Le deuxième garçon Potter qui était très proche de son père supporta très mal la situation, déchiré dans son amour et sa loyauté envers ses deux géniteurs et grâce à cette amitié, il ne coupa pas complètements les ponts. Il fut durant quelques temps perturbé dans ses préférences remises en question par cette relation hors-norme, mais une fois l'adolescence passée, il se stabilisa.
James et Lilly, plus proches de leur mère, leur en voulut énormément, la plus jeune fut la dernière à pardonner.
Cette blessure infligée par ses enfants, fut terriblement difficile à supporter pour Harry et ne se referma jamais complètement.
Léo arriva en courant, tenant par la main un petite rousse tout sourire.
- Papa ! Y'a Babeth !
Scorpius sourit avant de dire, faussement sévère :
- Non Léo… Babeth est ici pas y'a Babeth, enfin !
Le petit garçon pinça les lèvres, vexé de s'être fait reprendre devant son amie, mais répéta :
- Regarde papa, Babeth est ici.
Le père se retint de rire devant la mine sérieuse de son petit bout et fit la bise à la demoiselle.

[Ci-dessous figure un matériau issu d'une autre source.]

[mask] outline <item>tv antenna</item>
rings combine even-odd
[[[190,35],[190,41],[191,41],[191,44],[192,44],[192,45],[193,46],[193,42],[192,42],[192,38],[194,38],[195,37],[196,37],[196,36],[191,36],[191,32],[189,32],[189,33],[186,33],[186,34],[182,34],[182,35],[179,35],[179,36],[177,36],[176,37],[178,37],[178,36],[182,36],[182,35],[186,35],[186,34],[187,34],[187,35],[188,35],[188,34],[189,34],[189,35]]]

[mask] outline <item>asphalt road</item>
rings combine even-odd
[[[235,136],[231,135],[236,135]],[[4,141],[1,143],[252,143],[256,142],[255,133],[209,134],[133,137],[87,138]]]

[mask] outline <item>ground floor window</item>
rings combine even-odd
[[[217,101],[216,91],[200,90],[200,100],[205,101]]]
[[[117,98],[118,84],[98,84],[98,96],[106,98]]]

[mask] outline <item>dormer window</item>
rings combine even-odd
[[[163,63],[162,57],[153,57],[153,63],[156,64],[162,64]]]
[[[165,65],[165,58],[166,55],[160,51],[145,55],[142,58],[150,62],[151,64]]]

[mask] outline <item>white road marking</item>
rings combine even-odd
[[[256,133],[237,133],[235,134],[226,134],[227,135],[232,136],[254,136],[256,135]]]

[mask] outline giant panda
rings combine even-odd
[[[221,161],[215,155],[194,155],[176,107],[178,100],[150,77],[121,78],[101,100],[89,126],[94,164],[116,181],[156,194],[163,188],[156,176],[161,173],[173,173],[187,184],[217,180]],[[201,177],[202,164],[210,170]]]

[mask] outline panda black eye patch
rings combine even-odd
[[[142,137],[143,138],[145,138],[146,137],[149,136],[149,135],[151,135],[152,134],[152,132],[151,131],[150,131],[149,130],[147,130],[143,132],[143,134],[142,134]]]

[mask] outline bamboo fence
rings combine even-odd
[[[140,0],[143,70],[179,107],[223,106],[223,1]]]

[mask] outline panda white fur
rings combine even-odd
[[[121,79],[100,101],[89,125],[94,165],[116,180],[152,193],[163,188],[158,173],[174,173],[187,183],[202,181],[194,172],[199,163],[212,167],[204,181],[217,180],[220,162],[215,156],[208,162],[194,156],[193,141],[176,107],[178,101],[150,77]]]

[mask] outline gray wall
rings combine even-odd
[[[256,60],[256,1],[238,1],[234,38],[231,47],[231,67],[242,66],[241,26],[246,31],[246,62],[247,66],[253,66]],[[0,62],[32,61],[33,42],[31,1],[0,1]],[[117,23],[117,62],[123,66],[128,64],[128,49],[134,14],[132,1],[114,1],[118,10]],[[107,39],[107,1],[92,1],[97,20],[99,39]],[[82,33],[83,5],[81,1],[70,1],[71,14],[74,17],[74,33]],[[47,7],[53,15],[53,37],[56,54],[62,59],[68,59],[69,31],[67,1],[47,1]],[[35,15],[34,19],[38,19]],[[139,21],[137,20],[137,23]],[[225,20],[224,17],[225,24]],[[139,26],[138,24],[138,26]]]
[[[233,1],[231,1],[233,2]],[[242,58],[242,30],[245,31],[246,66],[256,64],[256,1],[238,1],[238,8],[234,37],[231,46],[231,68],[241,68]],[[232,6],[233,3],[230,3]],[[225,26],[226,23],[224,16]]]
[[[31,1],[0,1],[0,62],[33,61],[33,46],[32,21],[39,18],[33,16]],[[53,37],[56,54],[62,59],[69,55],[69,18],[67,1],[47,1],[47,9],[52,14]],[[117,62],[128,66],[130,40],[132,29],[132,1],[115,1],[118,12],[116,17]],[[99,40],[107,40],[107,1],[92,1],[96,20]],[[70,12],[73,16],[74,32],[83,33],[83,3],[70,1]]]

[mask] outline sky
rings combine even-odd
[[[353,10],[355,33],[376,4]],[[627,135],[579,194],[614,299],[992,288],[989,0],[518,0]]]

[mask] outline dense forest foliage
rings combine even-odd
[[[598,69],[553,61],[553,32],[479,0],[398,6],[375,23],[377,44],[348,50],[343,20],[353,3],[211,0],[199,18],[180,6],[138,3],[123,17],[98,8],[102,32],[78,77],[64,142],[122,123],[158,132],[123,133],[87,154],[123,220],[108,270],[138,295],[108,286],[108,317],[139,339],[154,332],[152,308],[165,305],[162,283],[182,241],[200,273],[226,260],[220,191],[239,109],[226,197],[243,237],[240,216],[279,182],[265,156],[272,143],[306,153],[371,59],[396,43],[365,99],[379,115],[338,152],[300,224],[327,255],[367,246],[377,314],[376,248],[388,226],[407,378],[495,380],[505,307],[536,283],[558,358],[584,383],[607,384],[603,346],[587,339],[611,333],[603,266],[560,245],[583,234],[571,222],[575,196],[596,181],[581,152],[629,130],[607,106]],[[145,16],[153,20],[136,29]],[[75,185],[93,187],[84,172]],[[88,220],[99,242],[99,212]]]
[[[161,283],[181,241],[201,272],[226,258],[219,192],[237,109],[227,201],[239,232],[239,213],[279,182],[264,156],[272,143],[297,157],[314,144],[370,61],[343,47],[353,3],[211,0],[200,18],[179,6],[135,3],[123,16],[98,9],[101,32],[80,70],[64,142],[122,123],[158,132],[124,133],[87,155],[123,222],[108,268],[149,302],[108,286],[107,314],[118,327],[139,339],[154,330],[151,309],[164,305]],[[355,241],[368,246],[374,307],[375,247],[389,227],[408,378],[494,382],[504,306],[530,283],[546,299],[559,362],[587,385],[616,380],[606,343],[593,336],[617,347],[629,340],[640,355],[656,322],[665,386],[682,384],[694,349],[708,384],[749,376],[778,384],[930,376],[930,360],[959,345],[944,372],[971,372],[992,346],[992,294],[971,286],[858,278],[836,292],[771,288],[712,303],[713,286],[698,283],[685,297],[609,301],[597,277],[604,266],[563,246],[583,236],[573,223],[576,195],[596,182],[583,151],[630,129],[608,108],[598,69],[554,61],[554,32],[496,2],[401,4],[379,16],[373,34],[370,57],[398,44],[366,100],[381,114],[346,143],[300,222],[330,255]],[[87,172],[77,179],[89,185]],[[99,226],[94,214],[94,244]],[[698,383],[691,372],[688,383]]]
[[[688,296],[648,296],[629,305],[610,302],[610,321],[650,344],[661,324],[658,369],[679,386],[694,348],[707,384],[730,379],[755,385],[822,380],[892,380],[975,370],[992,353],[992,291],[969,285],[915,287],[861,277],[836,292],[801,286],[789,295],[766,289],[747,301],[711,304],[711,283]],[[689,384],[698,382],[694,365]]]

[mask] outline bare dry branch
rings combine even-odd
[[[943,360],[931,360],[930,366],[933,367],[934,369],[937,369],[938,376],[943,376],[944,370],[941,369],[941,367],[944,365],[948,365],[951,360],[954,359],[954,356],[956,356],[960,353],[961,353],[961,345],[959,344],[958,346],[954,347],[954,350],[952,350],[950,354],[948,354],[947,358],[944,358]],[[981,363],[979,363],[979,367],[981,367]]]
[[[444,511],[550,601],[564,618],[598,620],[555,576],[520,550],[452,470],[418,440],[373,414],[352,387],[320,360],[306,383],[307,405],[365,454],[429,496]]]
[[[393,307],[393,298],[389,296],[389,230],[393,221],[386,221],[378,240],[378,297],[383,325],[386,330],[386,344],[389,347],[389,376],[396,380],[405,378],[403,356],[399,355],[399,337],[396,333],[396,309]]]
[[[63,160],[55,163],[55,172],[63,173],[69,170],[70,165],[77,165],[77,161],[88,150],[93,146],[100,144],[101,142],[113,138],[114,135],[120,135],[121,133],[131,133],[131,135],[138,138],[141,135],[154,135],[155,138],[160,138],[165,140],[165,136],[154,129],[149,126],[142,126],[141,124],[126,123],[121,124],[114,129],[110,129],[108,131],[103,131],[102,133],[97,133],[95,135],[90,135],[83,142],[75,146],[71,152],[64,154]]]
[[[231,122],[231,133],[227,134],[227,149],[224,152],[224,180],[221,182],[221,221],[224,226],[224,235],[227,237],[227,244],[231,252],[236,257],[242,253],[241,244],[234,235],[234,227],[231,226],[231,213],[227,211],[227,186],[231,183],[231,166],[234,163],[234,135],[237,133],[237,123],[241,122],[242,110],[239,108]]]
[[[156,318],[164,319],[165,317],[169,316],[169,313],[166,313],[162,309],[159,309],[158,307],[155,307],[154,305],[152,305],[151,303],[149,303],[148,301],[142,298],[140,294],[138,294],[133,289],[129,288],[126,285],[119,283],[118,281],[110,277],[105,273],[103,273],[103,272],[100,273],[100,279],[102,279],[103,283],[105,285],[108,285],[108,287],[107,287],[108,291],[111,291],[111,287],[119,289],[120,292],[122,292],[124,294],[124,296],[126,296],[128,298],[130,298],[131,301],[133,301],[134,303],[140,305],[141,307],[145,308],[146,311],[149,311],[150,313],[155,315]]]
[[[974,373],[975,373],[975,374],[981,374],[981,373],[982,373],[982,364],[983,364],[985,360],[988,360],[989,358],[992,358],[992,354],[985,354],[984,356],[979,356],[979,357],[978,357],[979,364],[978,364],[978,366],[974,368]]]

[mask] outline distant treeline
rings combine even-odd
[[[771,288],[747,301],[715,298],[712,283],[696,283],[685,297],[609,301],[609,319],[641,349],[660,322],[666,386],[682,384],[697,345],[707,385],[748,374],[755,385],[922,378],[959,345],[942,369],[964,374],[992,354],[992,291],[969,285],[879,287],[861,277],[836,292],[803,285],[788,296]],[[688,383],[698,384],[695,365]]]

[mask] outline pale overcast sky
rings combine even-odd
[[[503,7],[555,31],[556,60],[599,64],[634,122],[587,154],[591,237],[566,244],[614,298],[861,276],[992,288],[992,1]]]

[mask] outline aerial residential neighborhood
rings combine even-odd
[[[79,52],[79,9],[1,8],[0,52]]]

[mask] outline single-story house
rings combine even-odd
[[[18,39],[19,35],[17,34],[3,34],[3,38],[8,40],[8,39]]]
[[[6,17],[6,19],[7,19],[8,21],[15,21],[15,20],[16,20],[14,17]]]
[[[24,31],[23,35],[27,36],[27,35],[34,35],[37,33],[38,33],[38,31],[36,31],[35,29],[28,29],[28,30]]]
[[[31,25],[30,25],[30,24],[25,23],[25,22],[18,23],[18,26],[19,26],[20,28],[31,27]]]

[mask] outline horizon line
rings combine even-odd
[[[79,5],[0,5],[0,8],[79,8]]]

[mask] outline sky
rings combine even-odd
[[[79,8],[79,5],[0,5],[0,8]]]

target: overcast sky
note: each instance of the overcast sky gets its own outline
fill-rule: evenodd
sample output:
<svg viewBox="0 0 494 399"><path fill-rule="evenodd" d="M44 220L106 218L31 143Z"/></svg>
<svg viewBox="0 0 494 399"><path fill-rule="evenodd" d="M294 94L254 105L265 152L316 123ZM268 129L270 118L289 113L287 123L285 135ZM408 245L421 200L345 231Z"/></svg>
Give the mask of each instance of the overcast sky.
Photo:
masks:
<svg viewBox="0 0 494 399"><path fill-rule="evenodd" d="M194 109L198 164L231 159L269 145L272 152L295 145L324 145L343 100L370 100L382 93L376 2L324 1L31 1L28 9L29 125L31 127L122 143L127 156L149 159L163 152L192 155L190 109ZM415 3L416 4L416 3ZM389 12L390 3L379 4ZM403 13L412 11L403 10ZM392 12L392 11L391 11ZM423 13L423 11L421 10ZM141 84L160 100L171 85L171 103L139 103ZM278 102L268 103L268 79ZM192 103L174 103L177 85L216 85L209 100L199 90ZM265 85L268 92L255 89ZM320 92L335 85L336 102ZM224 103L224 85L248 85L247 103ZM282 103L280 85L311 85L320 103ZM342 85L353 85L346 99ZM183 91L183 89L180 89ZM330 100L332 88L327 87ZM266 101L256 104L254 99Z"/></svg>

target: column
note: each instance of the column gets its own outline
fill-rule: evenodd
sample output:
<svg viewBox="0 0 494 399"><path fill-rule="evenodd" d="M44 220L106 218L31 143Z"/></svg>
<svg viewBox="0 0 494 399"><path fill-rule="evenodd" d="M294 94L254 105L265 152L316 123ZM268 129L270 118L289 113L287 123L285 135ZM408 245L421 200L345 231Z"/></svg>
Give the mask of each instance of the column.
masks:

- Bonjour Babeth, ta maman est là ? Demanda-t-il à la jeune rouquine.
- Oui, elle est avec mamie dans sa chambre, mais papy joue dans l'autre salon avec papa.
Rose venait très régulièrement voir ses parents et s'inquiétait de l'état de sa mère dont les facultés intellectuelles baissaient. C'était un crève-cœur de voir cette femme autrefois si brillante oublier ses propres enfants. Elle faisait l'objet d'une surveillance accrue depuis sa fugue du mois passé.
- Encore en train de jouer aux échecs ! Cracha Drago, il ne sait faire que ça ! Ca et bâfrer.
- Papa ! Pas devant la petite ! Chuchota Scorpius en se penchant sur son père.
- Humpf…
- Je vais les saluer, je reviens.
Babeth se donna comme mission de lui montrer le chemin.
- Mouaif. Fait comme tu veux ! Grogna l'ex-Serpentard. Vient, fit-il à son petit fils, on va chercher Harry.
Le gamin prit sa main parcheminée et s'assit sur ses genoux osseux avant de crier : « Hue ! », ce qui le fit rire sous cape.
- Tient, je te laisse conduire, mais pas d'accident, hein !
Un grand sourire accueillit ces paroles. La petite main s'empara du joystick et manœuvra maladroitement jusqu'à la salle de télévision. Soudain, Drago émit un gémissement sourd qui fit sursauter l'enfant.
- Papy ? Fit-il en se tournant. Ca va papy ? Demanda-t-il encore en descendant du fauteuil.
La main droite du vieil homme était resserrée sur sa poitrine, l'inquiétude crispait son visage blême, pourtant il continua son chemin.
Effrayé, le petit se précipita à la recherche de son père.
- Harry… dit d'une voix étranglée Drago en arrivant à côté du brun.
Il prit son bras qui tomba, inerte, le long de l'accoudoir. La douleur dans sa poitrine devenait insupportable, mais il s'en fichait, tout ce qu'il voyait, c'était Harry immobile dans ce siège, le regard fixe et sans vie. Il enlaça ses doigts à ceux pas encore froids de son amour défunt et posant sa tête sur l'épaule d'Harry, lâcha son dernier soupir, son cœur lâchant à son tour.